In general, a categorical variable with \(n\) levels requires \(n-1\) numerical variables to properly encode it. So for our animacy manipulation, our linear model would look something like:
\[Y = \beta_{0} + \beta_{1}X_1 + \varepsilon\]
where \(Y\) is our response variable (mean EEG, response time, ratings, etc.), \(\beta_0\) is the intercept, \(\beta_1\) is the slope associated with \(X_1\), which encodes animate/inanimate, and \(\varepsilon\) is the residual error term. (For simplicity, we focus on fixed-effects regression, but the same remarks hold in mixed-effects regression; they are just additional per-grouping “error” terms.)
Similarly, for the morphology manipulation, we have
\[Y = \beta_{0} + \beta_{1}X_1 + \beta_{2}X_2 + \varepsilon\]
where the three levels of morphology are encoded between the \(X_1\) and \(X_2\). To simplify things a bit, we will omit the error term \(\varepsilon\) in the following.
Simple Regression
Dummy coding
In dummy coding, the coding variables represent binary true/false values for the deviation cases. The reference level is encoded as not being any of the other levels, i.e. as all zeros. For animacy, we would thus have \(X_1 = 1\) for “animate” and \(X_1 = 0\) for inanimate, which is typically presented as a contrast matrix thus:
level | \(X_1\) |
---|---|
animate | 1 |
innanimate | 0 |
For morphology, we would have
level | \(X_1\) | \(X_2\) |
---|---|---|
nominative | 1 | 0 |
accusative | 0 | 1 |
ambiguous | 0 | 0 |
Filling in the contrast levels, we have the following equation for the animate condition: \[ Y_\text{animate} = \beta_0 + \beta_1 (1)\] and for the inanimate condition: \[ Y_\text{inanimate} = \beta_0 + \beta_1 (0) = \beta_0\]

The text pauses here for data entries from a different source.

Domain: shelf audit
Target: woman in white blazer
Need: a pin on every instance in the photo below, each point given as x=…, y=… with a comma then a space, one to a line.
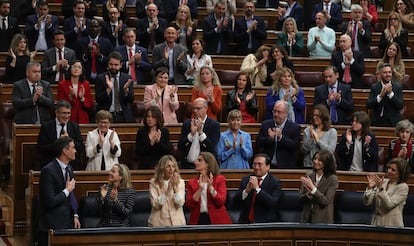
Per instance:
x=102, y=144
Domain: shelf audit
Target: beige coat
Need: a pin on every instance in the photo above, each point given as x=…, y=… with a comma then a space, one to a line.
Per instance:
x=389, y=204
x=167, y=209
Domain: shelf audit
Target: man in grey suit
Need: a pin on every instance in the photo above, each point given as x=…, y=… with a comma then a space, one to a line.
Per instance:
x=32, y=97
x=57, y=60
x=171, y=55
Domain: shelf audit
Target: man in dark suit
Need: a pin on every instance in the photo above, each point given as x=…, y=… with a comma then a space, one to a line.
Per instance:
x=135, y=59
x=150, y=29
x=259, y=193
x=198, y=134
x=59, y=127
x=333, y=12
x=114, y=28
x=336, y=96
x=217, y=31
x=350, y=64
x=58, y=205
x=171, y=55
x=40, y=27
x=93, y=50
x=76, y=26
x=280, y=137
x=359, y=30
x=249, y=31
x=32, y=98
x=385, y=99
x=114, y=90
x=57, y=60
x=9, y=25
x=291, y=9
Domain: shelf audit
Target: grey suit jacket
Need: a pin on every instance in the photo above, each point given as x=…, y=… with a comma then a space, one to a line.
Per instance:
x=180, y=67
x=319, y=207
x=22, y=100
x=49, y=60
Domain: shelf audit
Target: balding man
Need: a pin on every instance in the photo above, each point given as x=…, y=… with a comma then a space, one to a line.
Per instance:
x=280, y=137
x=198, y=134
x=349, y=64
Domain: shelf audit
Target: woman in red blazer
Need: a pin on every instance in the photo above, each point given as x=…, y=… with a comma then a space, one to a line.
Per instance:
x=206, y=194
x=77, y=91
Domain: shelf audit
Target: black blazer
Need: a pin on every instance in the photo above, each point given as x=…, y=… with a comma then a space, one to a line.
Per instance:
x=22, y=100
x=104, y=101
x=7, y=36
x=32, y=34
x=265, y=206
x=212, y=38
x=286, y=147
x=369, y=154
x=147, y=155
x=391, y=107
x=211, y=129
x=47, y=137
x=344, y=108
x=357, y=68
x=55, y=211
x=242, y=37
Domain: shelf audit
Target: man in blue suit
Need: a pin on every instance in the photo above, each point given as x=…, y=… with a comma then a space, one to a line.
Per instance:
x=280, y=137
x=58, y=205
x=259, y=193
x=333, y=12
x=134, y=59
x=249, y=31
x=40, y=27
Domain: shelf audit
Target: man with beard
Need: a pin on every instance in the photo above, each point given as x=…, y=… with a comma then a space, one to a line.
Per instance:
x=249, y=31
x=114, y=90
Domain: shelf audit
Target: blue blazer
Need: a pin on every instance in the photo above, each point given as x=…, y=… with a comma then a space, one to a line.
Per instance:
x=141, y=68
x=242, y=38
x=265, y=206
x=286, y=147
x=32, y=34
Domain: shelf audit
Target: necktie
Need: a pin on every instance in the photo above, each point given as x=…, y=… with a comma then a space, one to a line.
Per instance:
x=117, y=105
x=93, y=56
x=132, y=66
x=251, y=211
x=35, y=113
x=4, y=26
x=332, y=108
x=62, y=129
x=61, y=72
x=73, y=202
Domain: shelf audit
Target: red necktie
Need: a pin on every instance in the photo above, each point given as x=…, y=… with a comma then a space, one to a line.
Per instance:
x=93, y=56
x=61, y=72
x=251, y=211
x=132, y=67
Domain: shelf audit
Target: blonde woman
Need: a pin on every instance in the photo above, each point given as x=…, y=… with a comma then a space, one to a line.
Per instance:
x=256, y=65
x=167, y=194
x=207, y=85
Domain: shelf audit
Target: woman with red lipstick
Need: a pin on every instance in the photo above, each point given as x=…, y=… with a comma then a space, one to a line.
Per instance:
x=206, y=194
x=388, y=193
x=167, y=194
x=117, y=198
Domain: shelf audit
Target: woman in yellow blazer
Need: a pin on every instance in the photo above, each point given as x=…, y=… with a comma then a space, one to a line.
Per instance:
x=389, y=193
x=167, y=194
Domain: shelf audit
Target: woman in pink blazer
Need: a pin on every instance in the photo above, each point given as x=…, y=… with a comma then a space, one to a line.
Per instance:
x=206, y=194
x=77, y=92
x=162, y=95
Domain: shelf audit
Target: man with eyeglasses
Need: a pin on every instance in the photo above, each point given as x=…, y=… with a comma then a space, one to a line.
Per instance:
x=279, y=137
x=60, y=126
x=198, y=134
x=336, y=96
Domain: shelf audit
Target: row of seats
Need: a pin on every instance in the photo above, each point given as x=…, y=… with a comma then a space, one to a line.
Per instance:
x=349, y=209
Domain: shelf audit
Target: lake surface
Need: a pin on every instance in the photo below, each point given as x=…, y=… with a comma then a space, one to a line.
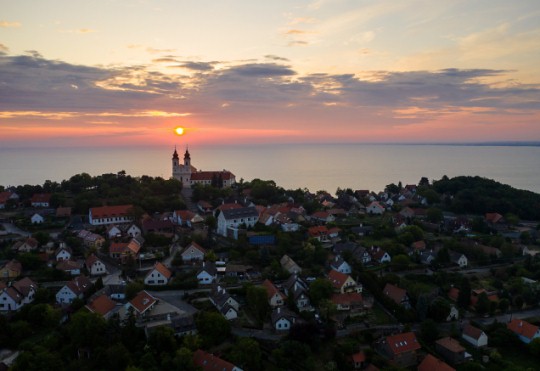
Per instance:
x=315, y=166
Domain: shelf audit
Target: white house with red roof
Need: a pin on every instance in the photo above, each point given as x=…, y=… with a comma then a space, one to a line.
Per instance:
x=142, y=304
x=375, y=208
x=525, y=331
x=105, y=215
x=189, y=175
x=343, y=282
x=401, y=349
x=95, y=266
x=159, y=275
x=474, y=336
x=73, y=289
x=275, y=297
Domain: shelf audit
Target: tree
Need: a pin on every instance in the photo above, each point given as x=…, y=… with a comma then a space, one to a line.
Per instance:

Thus, \(\beta_0\) encodes the expected response for the reference level, while \(\beta_1\) encodes the difference between the reference level and the other level. For this reason, dummy coding is also called “treatment coding”, because it can be easily used to model and calculate the difference between a control and a treatment group.
For the morphology manipulation with three levels, things are a little bit more complex, but the same general pattern holds. For nominative, we have: \[ Y_\text{nominative} = \beta_0 + \beta_1 (1) + \beta_2 (0) = \beta_0 + \beta_1\] For accusative we have: \[ Y_\text{accusative} = \beta_0 + \beta_1 (0) + \beta_2 (1) = \beta_0 + \beta_2\] And for ambiguous, we have: \[ Y_\text{ambiguous} = \beta_0 + \beta_1 (0) + \beta_2 (0) = \beta_0\] Again, the intercept encodes the response for the reference level, and each of the other terms encodes individual contrasts (\(X_1\) = nominatve > ambiguous, and \(X_2\) = accusative > ambiguous).
In brief: the intercept is the reference level, and the Wald \(t\)-test for this coefficient tests the hypothesis that the reference level is significantly different from zero. The other coefficients are the differences from the reference level, and the Wald \(t\)-tests test whether these levels significantly differ from the reference level.
Sum coding
Sum coding follows the same general pattern as treatment coding, but the reference level receives all -1’s instead of all zeros. In the case of animacy, this yields the following contrast matrix:
level | \(X_1\) |
---|---|
animate | 1 |
innanimate | -1 |
For morphology, we have the following contrast matrix:
level | \(X_1\) | \(X_2\) |
---|---|---|
nominative | 1 | 0 |
accusative | 0 | 1 |
ambiguous | -1 | -1 |
Although this is quite similar to dummy coding on the surface, this small difference has a big impact.
Filling in the contrast levels, we have the following equation for the animate condition: \[ Y_\text{animate} = \beta_0 + \beta_1 (1)\] and for the inanimate condition: \[ Y_\text{inanimate} = \beta_0 + \beta_1 (-1) = \beta_0 - \beta_1\]
It’s not immediately obvious what the intercept \(\beta_0\) encodes. But a little bit of algebra reveals the truth (quote me on that!). If we average the response for animate and inanimate, we have:
\[ \frac{Y_\text{animate} + Y_\text{inanimate}}{2} = \frac{\left(\beta_0 + \beta_1\right) + \left(\beta_0 - \beta_1\right)}{2} = \frac{2\beta_0}{2} = \beta_0\]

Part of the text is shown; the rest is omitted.